Da parte sua, Cefis osserva che ha ricevuto la presidenza Montedison su indicazione del governatore Carli con tre incarichi precisi: mettere a posto la società, portare in attivo il suo bilancio, renderla autonoma. I primi due li ha assolti. Il terzo no, perché nel sindacato di controllo a cui deve rendere conto del proprio operato e delle proprie iniziative è entrato il concorrente più pericoloso. Per questo non aveva più la certezza di essere il vero presidente. Cefis dice anche dell’altro: è vero, il 1975 sarà un anno difficile, ma anche di scelte urgenti. La petrolchimica ha un’evoluzione profonda, bisogna studiare un programma di sviluppo su cui fondare l’attività dei prossimi anni. L’autonomia del gruppo è indispensabile proprio adesso. Senza autonomia non si possono prendere decisioni di fondo. E, se le decisioni non si prendono adesso, la Montedison perde il treno: quando il mercato tornerà a tirare la Montedison scoprirà di essere rimasta al palo.

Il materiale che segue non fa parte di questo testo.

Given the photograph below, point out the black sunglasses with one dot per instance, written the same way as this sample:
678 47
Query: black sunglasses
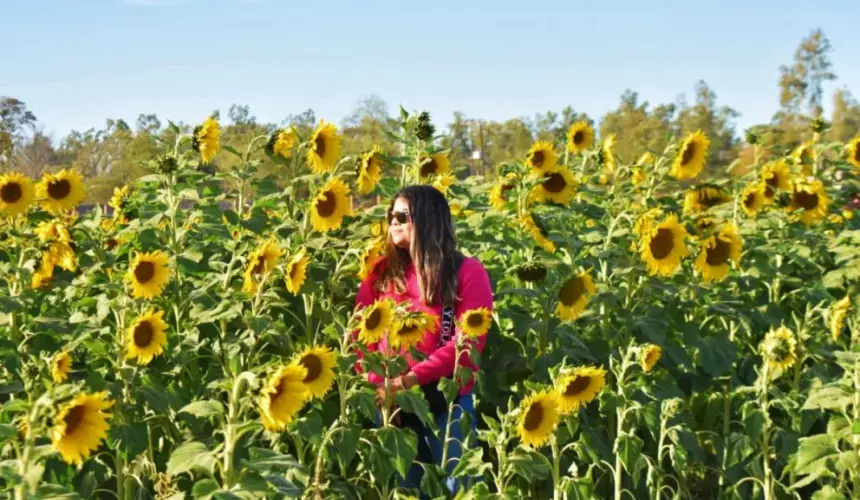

Il discorso di Cefis è tecnico e peserà sulle decisioni del governo chiamato a ristrutturare la politica delle partecipazioni di Stato. Noi facciamo un discorso più globale: la chimica è un’industria che in altri Paesi è da tempo trainante, in Italia, invece, è in crisi permanente. Nei Paesi dove l’industria chimica è trainante, le grandi società si fanno una concorrenza di mercato. In Italia, invece, la concorrenza avviene per accaparrarsi i capitali, le sovvenzioni e i ruoli.

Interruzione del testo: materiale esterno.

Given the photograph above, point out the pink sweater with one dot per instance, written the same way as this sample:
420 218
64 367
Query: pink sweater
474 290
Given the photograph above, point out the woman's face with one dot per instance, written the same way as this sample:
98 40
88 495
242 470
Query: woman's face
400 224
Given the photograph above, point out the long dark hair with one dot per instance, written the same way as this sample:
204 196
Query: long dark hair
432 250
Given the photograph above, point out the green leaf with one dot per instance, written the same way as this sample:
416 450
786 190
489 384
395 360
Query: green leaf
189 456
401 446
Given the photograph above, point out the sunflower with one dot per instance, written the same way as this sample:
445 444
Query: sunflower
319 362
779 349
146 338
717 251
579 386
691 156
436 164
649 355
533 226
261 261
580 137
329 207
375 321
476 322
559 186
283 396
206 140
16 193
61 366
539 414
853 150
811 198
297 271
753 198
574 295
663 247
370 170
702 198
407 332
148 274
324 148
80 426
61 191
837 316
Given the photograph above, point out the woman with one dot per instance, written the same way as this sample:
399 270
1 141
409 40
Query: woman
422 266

Lo Stato ha speso migliaia di miliardi di lire in tutte le aziende chimiche, pubbliche e private, senza riuscire a controllare e a dirigere niente. Quello che è accaduto nella Montedison, dove un imprenditore privato ha impiegato i miliardi ricevuti dallo Stato per dare la scalata a una società salvata dallo Stato e finanziata dallo Stato, spiega, con allucinante evidenza, come vengono impiegati i nostri soldi e dimostra che il problema da risolvere non è solo industriale ma in primo luogo politico. I politici, in altre parole, devono prendere le decisioni pensando all’interesse del Paese, che alla lunga coincide con il loro, e non a quello esclusivo del loro potere personale e di corrente, che non coincide mai con quello del Paese.